Bongkar muat ekspor-impor (Antara-Rivan Awal Lingga)

    Sebagai negara yang turut terlibat dalam
perdagangan bebas, Indonesia tentu akan ikut terkena akibat-akibat yang mungkin timbul dari sistem ini. Cepat atau lambat, langsung atau tidak langsung, Indonesia akan ikut terkena dampak-dampaknya. Dalam beberapa tahun terakhir ini saja, misalnya, akibat berlakunya sistem perdagangan bebas, pasar barang dan jasa di negara kita banyak dibanjiri produk impor dari berbagai negara lain. Hal ini menyebabkan terdesaknya produk-produk barang dan jasa dari dalam negeri.
    Akan tetapi, terhadap keadaan itu kita harus tetap tegar dan percaya diri akan masa depan produksi (barang dan jasa) dalam negeri. Kekhawatiran yang sempat muncul mengenai kelangsungan hidup dunia usaha di dalam negeri akibat berlakunya sistem perdagangan bebas, sebaiknya tidak dibesar-besarkan hingga berkembang menjadi kepanikan yang dapat menyebabkan terjadinya kemelut dan krisis. Kekhawatiran harus diredam dengan sikap tenang dan pikiran positif bahwa dalam menghasilkan produk kita sesungguhnya memiliki kemampuan bersaing yang cukup baik.
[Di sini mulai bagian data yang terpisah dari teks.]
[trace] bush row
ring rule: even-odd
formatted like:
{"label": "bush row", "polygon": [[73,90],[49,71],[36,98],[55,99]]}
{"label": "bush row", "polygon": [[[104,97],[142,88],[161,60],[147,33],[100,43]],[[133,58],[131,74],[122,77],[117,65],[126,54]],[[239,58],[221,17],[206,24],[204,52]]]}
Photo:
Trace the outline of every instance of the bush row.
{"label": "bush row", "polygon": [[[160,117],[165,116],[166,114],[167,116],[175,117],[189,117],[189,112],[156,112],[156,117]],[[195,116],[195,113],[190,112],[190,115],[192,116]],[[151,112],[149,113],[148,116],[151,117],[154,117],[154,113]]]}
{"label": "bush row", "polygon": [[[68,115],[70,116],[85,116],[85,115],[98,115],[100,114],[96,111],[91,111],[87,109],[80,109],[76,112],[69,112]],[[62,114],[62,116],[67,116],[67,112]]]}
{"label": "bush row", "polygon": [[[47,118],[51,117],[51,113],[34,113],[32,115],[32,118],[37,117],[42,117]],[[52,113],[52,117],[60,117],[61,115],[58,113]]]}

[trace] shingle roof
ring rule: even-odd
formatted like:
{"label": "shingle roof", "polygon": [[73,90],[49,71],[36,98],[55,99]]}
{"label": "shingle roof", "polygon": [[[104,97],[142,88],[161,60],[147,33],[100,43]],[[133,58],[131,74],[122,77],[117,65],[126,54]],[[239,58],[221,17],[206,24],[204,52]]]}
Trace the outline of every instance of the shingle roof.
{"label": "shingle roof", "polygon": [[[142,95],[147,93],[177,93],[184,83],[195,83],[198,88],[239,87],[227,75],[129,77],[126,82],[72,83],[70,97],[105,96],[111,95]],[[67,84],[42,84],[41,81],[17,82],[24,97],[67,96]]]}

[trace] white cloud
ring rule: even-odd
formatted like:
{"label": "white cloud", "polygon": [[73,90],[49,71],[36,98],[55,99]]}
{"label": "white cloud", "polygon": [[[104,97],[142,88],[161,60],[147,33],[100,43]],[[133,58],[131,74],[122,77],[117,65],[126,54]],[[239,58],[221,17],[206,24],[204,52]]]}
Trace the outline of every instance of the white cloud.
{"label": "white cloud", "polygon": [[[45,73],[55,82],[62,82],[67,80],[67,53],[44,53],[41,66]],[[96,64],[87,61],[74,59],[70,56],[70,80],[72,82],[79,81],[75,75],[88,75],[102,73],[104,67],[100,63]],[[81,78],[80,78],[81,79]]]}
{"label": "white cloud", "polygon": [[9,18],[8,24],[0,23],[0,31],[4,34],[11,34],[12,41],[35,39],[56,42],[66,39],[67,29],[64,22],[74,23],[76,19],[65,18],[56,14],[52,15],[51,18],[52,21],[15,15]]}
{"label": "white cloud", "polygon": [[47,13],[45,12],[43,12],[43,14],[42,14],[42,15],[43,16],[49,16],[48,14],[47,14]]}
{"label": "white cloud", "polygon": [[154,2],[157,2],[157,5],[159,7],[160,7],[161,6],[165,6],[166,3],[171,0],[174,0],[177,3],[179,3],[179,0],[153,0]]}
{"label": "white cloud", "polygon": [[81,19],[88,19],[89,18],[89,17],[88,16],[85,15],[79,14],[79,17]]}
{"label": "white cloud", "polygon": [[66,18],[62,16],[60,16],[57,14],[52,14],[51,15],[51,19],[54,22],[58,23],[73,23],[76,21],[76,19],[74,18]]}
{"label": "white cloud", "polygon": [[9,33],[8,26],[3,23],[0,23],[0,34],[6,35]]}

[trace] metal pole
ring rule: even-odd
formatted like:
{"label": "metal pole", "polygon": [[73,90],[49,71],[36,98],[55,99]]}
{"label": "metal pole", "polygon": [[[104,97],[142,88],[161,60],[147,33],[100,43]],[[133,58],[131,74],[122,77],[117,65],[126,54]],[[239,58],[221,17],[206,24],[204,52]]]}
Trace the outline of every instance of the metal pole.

    Hal yang dapat kita jadikan pegangan adalah fakta bahwa terutama barang-barang produksi Indonesia cukup laku dan diminati di pasar internasional. Selama ini, kita dapat mengekspor ke banyak negara berbagai jenis barang –– baik dalam bentuk bahan mentah maupun barang jadi –– seperti minyak mentah, gas alam, batu bara, timah, tekstil, garmen, mebel, kelapa sawit, karet, kayu lapis, kopi, dan ikan. Hal ini menunjukkan bahwa barang-barang produksi Indonesia sesungguhnya mampu bersaing dengan barang produksi negara-negara lain.
    Anggapan bahwa barang dan jasa produk Indonesia kurang berkualitas sebenarnya lebih merupakan anggapan yang dihinggapi “penyakit” inferior dan rendah diri. Anggapan ini dapat dikatakan sebagai ironi yang memprihatinkan sebab justru muncul dari kalangan masyarakat kita sendiri dan tidak dari kalangan internasional. Beberapa kalangan di negara kita gemar menggunakan barang dan jasa produksi luar negeri karena menganggap barang dan jasa produksi Indonesia tidak berkualitas, padahal faktanya barang dan jasa produksi Indonesia dibeli dan digunakan oleh masyarakat dari berbagai negara di dunia.
    Oleh sebab itu, terkait dengan berlakunya sistem perdagangan bebas, kiranya kita harus berpikir dan mengkaji ulang mengenai keberadaan barang dan jasa produksi kita sendiri. Kegemaran menggunakan barang dan jasa produksi luar negeri dalam banyak kasus sebenarnya lebih merupakan sikap snobis yang harus ditinggalkan. Untuk menyelamatkan barang dan jasa produksi kita sendiri sekaligus menjaga kemampuan bersaing dalam perdagangan bebas serta menunjukkan kecintaan terhadap bangsa dan negara, kita harus senantiasa lebih memilih memakai barang dan jasa produksi dalam negeri daripada produksi luar negari. Kita harus sadar serta bersikap percaya diri dan realistis bahwa barang dan jasa produksi Indonesia yang kita pakai sebenarnya menunjukkan kelayakan untuk dikonsumsi karena memang memiliki kualitas yang memadai (karena di luar negeri pun banyak digunakan oleh warga asing).